I am training a custom model as well and will upload it on github soon but I had a few questions on the training front. 1) Will training just the heads suffice? I am training the full network so it is very slow but if I start with pre-trained coco, is the performance good for your custom classes? 2) How many images did you train it with? 3) What is the typical time per epoch on your setup to just train the heads? I am training the full network on a single GPU (Nvidia P100 16 GB) with 3 images per gpu/batch size = 3 and it takes roughly 3 seconds per batch (or ~ 1 second per image). I have 70,000 images in my dataset so that would mean ~ 70,000 seconds or ~ 20 hours per epoch. At that rate I can never train it for multiple epochs.. maybe a 10 epochs at most.. Is it much faster to just train the heads?

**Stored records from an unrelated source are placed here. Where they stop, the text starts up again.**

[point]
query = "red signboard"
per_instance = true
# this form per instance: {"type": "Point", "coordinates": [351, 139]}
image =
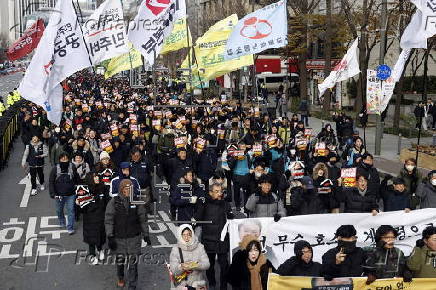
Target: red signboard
{"type": "Point", "coordinates": [28, 42]}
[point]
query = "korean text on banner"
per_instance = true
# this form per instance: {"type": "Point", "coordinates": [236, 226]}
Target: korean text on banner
{"type": "Point", "coordinates": [210, 49]}
{"type": "Point", "coordinates": [178, 38]}
{"type": "Point", "coordinates": [258, 31]}
{"type": "Point", "coordinates": [123, 62]}
{"type": "Point", "coordinates": [276, 282]}
{"type": "Point", "coordinates": [60, 53]}
{"type": "Point", "coordinates": [105, 33]}
{"type": "Point", "coordinates": [28, 42]}
{"type": "Point", "coordinates": [347, 68]}
{"type": "Point", "coordinates": [278, 238]}
{"type": "Point", "coordinates": [153, 23]}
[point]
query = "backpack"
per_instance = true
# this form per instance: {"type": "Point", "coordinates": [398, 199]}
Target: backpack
{"type": "Point", "coordinates": [62, 177]}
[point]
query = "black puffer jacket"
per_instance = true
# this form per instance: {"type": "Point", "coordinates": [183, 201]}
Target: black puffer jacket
{"type": "Point", "coordinates": [295, 266]}
{"type": "Point", "coordinates": [215, 211]}
{"type": "Point", "coordinates": [351, 267]}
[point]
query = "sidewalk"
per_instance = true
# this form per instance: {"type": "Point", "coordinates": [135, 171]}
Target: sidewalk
{"type": "Point", "coordinates": [389, 160]}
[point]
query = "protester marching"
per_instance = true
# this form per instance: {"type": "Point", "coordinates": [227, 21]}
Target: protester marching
{"type": "Point", "coordinates": [255, 193]}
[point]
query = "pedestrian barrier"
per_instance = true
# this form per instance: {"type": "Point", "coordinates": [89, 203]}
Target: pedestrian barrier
{"type": "Point", "coordinates": [9, 130]}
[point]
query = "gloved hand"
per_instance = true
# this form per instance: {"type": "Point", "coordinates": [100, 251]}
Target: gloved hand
{"type": "Point", "coordinates": [420, 243]}
{"type": "Point", "coordinates": [277, 217]}
{"type": "Point", "coordinates": [112, 243]}
{"type": "Point", "coordinates": [147, 240]}
{"type": "Point", "coordinates": [193, 199]}
{"type": "Point", "coordinates": [407, 276]}
{"type": "Point", "coordinates": [371, 278]}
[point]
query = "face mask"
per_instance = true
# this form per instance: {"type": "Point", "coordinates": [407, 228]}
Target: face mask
{"type": "Point", "coordinates": [63, 165]}
{"type": "Point", "coordinates": [348, 247]}
{"type": "Point", "coordinates": [410, 167]}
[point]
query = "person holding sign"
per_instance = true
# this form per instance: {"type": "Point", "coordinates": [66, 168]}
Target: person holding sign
{"type": "Point", "coordinates": [360, 198]}
{"type": "Point", "coordinates": [344, 260]}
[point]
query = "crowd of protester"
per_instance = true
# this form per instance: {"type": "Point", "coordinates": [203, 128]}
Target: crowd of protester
{"type": "Point", "coordinates": [220, 160]}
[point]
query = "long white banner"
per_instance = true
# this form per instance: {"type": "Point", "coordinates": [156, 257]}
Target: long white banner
{"type": "Point", "coordinates": [278, 238]}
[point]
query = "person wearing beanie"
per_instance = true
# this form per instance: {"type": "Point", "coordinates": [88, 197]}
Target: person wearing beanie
{"type": "Point", "coordinates": [344, 260]}
{"type": "Point", "coordinates": [188, 258]}
{"type": "Point", "coordinates": [250, 268]}
{"type": "Point", "coordinates": [302, 263]}
{"type": "Point", "coordinates": [264, 202]}
{"type": "Point", "coordinates": [383, 259]}
{"type": "Point", "coordinates": [422, 261]}
{"type": "Point", "coordinates": [426, 191]}
{"type": "Point", "coordinates": [396, 197]}
{"type": "Point", "coordinates": [123, 173]}
{"type": "Point", "coordinates": [124, 223]}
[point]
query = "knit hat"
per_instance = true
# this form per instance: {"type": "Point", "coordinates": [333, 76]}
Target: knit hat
{"type": "Point", "coordinates": [124, 183]}
{"type": "Point", "coordinates": [104, 155]}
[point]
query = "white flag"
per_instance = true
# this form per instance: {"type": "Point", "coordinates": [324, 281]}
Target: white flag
{"type": "Point", "coordinates": [153, 23]}
{"type": "Point", "coordinates": [54, 105]}
{"type": "Point", "coordinates": [421, 26]}
{"type": "Point", "coordinates": [60, 53]}
{"type": "Point", "coordinates": [263, 29]}
{"type": "Point", "coordinates": [389, 84]}
{"type": "Point", "coordinates": [105, 32]}
{"type": "Point", "coordinates": [347, 68]}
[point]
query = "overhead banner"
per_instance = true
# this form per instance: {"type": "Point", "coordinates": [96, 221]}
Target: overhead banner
{"type": "Point", "coordinates": [422, 25]}
{"type": "Point", "coordinates": [347, 68]}
{"type": "Point", "coordinates": [210, 49]}
{"type": "Point", "coordinates": [278, 238]}
{"type": "Point", "coordinates": [153, 23]}
{"type": "Point", "coordinates": [28, 42]}
{"type": "Point", "coordinates": [123, 62]}
{"type": "Point", "coordinates": [258, 31]}
{"type": "Point", "coordinates": [178, 38]}
{"type": "Point", "coordinates": [276, 282]}
{"type": "Point", "coordinates": [60, 53]}
{"type": "Point", "coordinates": [373, 92]}
{"type": "Point", "coordinates": [105, 33]}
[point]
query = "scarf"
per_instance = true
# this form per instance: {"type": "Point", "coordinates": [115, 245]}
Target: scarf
{"type": "Point", "coordinates": [255, 279]}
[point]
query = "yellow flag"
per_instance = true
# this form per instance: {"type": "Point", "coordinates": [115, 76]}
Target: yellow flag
{"type": "Point", "coordinates": [178, 38]}
{"type": "Point", "coordinates": [123, 62]}
{"type": "Point", "coordinates": [209, 51]}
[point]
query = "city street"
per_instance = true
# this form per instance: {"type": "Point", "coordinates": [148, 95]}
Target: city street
{"type": "Point", "coordinates": [36, 254]}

SUYEgit commented 6 years ago

Hi, thanks a lot for your comment! For your questions:

  1. Yeah, I think it's better to train the head of network only if we don't have a huge dataset. It's not only about training time, it also protects the model from overfitting. (Less parameters are tuned) And it performs very well on my dataset with 200 images. I even didn't need to adjust learning rate.
  2. 400 images with two classes. About 6-8 instances per image.
  3. Yes. It's faster to train only top layers rather than the whole model, especially for you dataset. I think you could try retaining 1 layers, 2 layers... and so on to see the effect. My dataset is not as large as yours so I can't ensure that only training the head will be enough for you.